How Can We Help Children Solve Problems
Children need to learn how to solve their problems themselves. In fact, resolving problems is one of the most important skills for the future of our children. So, if we help them with the task of improving, we will be doing them a great favor. Do not wait until they reach adolescence. A child should begin to confront their problems in preschool.
By interceding for our children and trying to solve most of their problems we are raising dependent, weak and irresponsible children. This overprotection is clearly evident in everyday tasks such as how to do homework or managing conflicts they have with their peers.
However, the problem is many parents do not know this process of problem solving very well. They resolve it as they can or know and that’s it, without really knowing the process they are using or cannot explicitly describe it. It’s not bad, it simply means that they have been assimilated to the process but do not know who to explain it.
Why children need to solve their own problems
Children face many problems every day. Problems ranging from academic difficulties, problems with peers, problems in their games and sports, difficulty completing a task or even trouble deciding what outfit is best suited for a particular occasion.
When a child solves a problem, incidentally they are improving their self-esteem and the confidence they have in themselves. Something that will undoubtedly make them more independent and confident.
On the other hand, when a child does not have the skills to solve a problem and somehow feels inferior to it, he puts a process of avoidance into place. For example, if a child is being teased by his peers and is not sure how to answer, instead of facing the situation, he will say he does not like school, will study less or complain of health problems to avoid exposing himself to the situation.
Other children who lack problem-solving skills will react impulsively, without thinking, by doing something someone tells them not to do or through violence.
Helping children learn seek and find the best options does not mean doing the process for them, but accompanying them through it.
How to teach children to assess their problems
Children have to start by identifying that they have a problem. Sometimes they are not aware of it or have not dared to verbalize it. The child has to recognize that they have a problem. As Ludwig Wittgenstein said, if a problem can arise, it can also be solved. He was probably talking about matters of transcendental philosophy, but the approach is equally true for the problems of everyday life.
Once children identify the problem, they can begin to generate solutions before opting for one. One way they love to do this, and that adults use also, is by brainstorming. This consists of saying or writing down all the solutions we can think of, as crazy they may seem. This way of thinking is fantastic, since it is precisely those crazy ideas that, later through a process of reflection, can give us a really good solution.
Once a child recognizes that they have several options and the possible consequences of each, it’s time to decide which option is best. Here we must teach children that if they choose an action, and this does not solve the problem, they can always try something else. In this sense, we should encourage them to keep trying to solve a problem until it is resolved.
Discuss problems actively
When problems appear, unless it’s a really dangerous situation, we do not have to rush to solve them. If you see that your child is struggling to overcome a difficulty, let them do it even if it is infinitely more difficult for them than it is for you. Value the fact that they are putting enthusiasm and courage into something that they may or may not succeed in.

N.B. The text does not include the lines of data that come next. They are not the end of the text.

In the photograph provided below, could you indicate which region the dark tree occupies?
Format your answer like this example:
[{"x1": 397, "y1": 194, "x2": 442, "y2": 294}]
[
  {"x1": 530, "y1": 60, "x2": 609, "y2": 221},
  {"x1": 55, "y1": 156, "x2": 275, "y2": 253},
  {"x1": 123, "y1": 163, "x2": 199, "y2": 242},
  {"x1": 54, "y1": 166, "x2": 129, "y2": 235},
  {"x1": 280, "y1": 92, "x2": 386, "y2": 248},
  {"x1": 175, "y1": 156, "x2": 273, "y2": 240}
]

Only when you see that they really do not know what’s happening or they don’t know what to do or have not chosen the right path can you give them a hand. But not to solve the problem; rather, to help them recognize it and focus on it to look for options.
We should also avoid punishing or scolding a child when he or she is unable to resolve a conflict or when they show signs of having a problem. If they often argue with their siblings or get bad grades, for example, help them think about the problem and find solutions; not feed the source of conflicts or difficulties.
Allow the child to experience the natural consequences of their decisions
When children are allowed to experience the natural consequences of their decisions they really learn problem-solving skills. This means allowing the child to make a choice and then face the consequences that they yield whether they are positive or negative.
When a child or adolescent is experiencing the consequences of a decision they’ve made freely, you can take advantage of discussing what happened, why it happened and what other options there were.
However, if we do not let our children begin to move into the real world they will not learn to make good decisions, they will look down on any risk because they have the feeling that they are completely incapable. So, do not forget that they will only learn to make decisions if we let them experience the whole process, from defining the problem to coping with the consequences of their actions.